Performance Characteristics
Performance depends on infrastructure, Redis latency, Qdrant latency, embedding provider latency, upstream model latency, and cache hit rate.
| Scenario | Expected behavior |
|---|---|
| Exact cache hit | fastest path; no upstream call; no embedding lookup |
| Semantic cache hit | avoids upstream chat call; requires embedding and Qdrant lookup |
| Cache miss | dominated by upstream chat model latency |
Semantic cache latency depends on embedding provider latency and Qdrant search latency.
Cost and latency trade-offs
Exact cache hits usually provide the clearest performance and cost benefit because they avoid the upstream chat call without requiring an embedding lookup.
Semantic cache hits can avoid expensive upstream chat completions, but they introduce embedding overhead. This means semantic caching should be evaluated by both latency and net savings:
net savings = avoided upstream chat cost - embedding overhead
Semantic caching is usually most valuable when prompts are repeated or semantically similar, upstream models are relatively expensive, and cached responses are reused often enough to justify embedding cost.

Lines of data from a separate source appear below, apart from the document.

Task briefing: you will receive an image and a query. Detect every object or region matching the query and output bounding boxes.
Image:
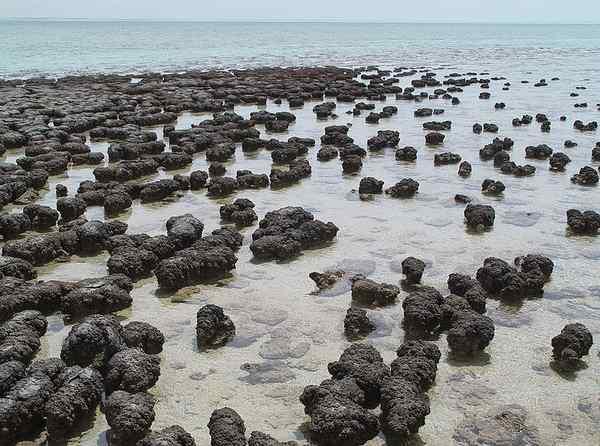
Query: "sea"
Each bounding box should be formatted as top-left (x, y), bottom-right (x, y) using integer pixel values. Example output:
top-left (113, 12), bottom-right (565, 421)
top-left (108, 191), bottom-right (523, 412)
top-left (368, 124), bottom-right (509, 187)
top-left (0, 19), bottom-right (600, 78)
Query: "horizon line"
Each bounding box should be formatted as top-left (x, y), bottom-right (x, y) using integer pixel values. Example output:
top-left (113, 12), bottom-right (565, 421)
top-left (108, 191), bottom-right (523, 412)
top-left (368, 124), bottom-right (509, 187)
top-left (0, 16), bottom-right (600, 25)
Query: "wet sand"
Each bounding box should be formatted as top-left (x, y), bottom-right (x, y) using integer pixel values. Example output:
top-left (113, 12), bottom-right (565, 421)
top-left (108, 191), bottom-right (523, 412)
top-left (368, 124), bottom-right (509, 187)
top-left (4, 70), bottom-right (600, 445)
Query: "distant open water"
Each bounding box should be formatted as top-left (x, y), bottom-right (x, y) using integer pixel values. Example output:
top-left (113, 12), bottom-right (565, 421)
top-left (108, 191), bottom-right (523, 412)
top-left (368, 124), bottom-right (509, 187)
top-left (0, 20), bottom-right (600, 78)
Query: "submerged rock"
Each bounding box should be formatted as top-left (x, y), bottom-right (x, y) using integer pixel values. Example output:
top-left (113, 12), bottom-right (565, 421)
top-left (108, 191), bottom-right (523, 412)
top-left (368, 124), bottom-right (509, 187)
top-left (103, 390), bottom-right (156, 443)
top-left (552, 323), bottom-right (594, 363)
top-left (136, 425), bottom-right (196, 446)
top-left (196, 305), bottom-right (235, 348)
top-left (351, 274), bottom-right (400, 306)
top-left (44, 366), bottom-right (103, 438)
top-left (344, 308), bottom-right (377, 339)
top-left (208, 407), bottom-right (246, 446)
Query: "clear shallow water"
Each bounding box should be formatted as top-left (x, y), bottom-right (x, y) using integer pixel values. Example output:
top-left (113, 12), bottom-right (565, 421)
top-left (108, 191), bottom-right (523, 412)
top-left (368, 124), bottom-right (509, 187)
top-left (0, 20), bottom-right (600, 78)
top-left (0, 21), bottom-right (600, 446)
top-left (5, 65), bottom-right (600, 446)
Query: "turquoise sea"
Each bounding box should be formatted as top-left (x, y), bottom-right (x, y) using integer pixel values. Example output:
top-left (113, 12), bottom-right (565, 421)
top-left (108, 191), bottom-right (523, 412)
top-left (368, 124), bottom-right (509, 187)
top-left (0, 20), bottom-right (600, 78)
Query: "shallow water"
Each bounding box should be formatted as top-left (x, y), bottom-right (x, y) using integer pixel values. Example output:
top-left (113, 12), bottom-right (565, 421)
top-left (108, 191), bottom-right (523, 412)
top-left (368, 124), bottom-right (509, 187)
top-left (0, 17), bottom-right (600, 78)
top-left (5, 64), bottom-right (600, 446)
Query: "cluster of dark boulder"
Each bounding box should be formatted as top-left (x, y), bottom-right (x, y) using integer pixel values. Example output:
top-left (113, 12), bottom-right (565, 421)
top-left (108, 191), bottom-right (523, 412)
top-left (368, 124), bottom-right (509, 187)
top-left (250, 206), bottom-right (339, 260)
top-left (300, 341), bottom-right (441, 445)
top-left (0, 310), bottom-right (169, 444)
top-left (208, 407), bottom-right (298, 446)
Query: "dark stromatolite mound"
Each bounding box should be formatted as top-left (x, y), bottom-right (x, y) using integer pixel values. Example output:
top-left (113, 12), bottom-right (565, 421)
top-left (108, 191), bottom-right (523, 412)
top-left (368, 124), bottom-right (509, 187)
top-left (0, 214), bottom-right (31, 240)
top-left (23, 204), bottom-right (60, 230)
top-left (0, 361), bottom-right (25, 397)
top-left (44, 366), bottom-right (103, 438)
top-left (136, 425), bottom-right (196, 446)
top-left (219, 198), bottom-right (258, 226)
top-left (60, 315), bottom-right (126, 368)
top-left (453, 404), bottom-right (543, 446)
top-left (308, 271), bottom-right (345, 290)
top-left (300, 386), bottom-right (379, 446)
top-left (236, 170), bottom-right (270, 189)
top-left (248, 431), bottom-right (298, 446)
top-left (351, 274), bottom-right (400, 306)
top-left (402, 257), bottom-right (425, 284)
top-left (358, 177), bottom-right (383, 194)
top-left (317, 146), bottom-right (339, 161)
top-left (56, 197), bottom-right (87, 222)
top-left (380, 376), bottom-right (430, 441)
top-left (103, 390), bottom-right (156, 444)
top-left (402, 287), bottom-right (444, 334)
top-left (327, 344), bottom-right (390, 408)
top-left (0, 310), bottom-right (48, 364)
top-left (380, 341), bottom-right (441, 441)
top-left (525, 144), bottom-right (553, 160)
top-left (446, 311), bottom-right (495, 356)
top-left (2, 220), bottom-right (127, 266)
top-left (550, 152), bottom-right (571, 172)
top-left (123, 321), bottom-right (165, 355)
top-left (60, 274), bottom-right (133, 316)
top-left (105, 348), bottom-right (160, 393)
top-left (385, 178), bottom-right (419, 198)
top-left (94, 159), bottom-right (159, 183)
top-left (458, 161), bottom-right (473, 178)
top-left (0, 364), bottom-right (56, 445)
top-left (367, 130), bottom-right (400, 150)
top-left (425, 132), bottom-right (446, 146)
top-left (448, 273), bottom-right (487, 314)
top-left (344, 308), bottom-right (376, 340)
top-left (0, 256), bottom-right (37, 280)
top-left (464, 204), bottom-right (496, 228)
top-left (552, 323), bottom-right (594, 363)
top-left (477, 255), bottom-right (553, 299)
top-left (571, 166), bottom-right (600, 186)
top-left (390, 341), bottom-right (441, 392)
top-left (167, 214), bottom-right (204, 250)
top-left (140, 179), bottom-right (183, 205)
top-left (567, 209), bottom-right (600, 234)
top-left (208, 407), bottom-right (246, 446)
top-left (250, 206), bottom-right (338, 260)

For very cheap models or low-repeat workloads, semantic cache hit rates and gross savings may look positive while net savings are lower because embedding overhead reduces the benefit.
Useful latency and runtime metrics
aif_upstream_request_duration_seconds
aif_upstream_timeouts_total
aif_upstream_calls_total
aif_cache_exact_hits
aif_cache_semantic_hits
aif_cache_misses
aif_embedding_request_duration_seconds
aif_embedding_timeouts_total
aif_semantic_lookup_duration_seconds
Useful cost and savings metrics
aif_model_cost_micro_usd_total{model="..."}
aif_gross_saved_micro_usd_total{model="...", cache_type="exact|semantic"}
aif_net_saved_micro_usd_total{model="...", cache_type="exact|semantic"}
aif_embedding_overhead_micro_usd_total{model="...", operation="lookup|store"}
aif_request_cost_micro_usd_total{model="...", cost_type="chat|embedding"}
aif_model_requests_total{model="..."}
aif_cache_hits_total{model="...", cache_type="exact|semantic"}
All cost values are reported in micro-USD.
1 USD = 1,000,000 micro-USD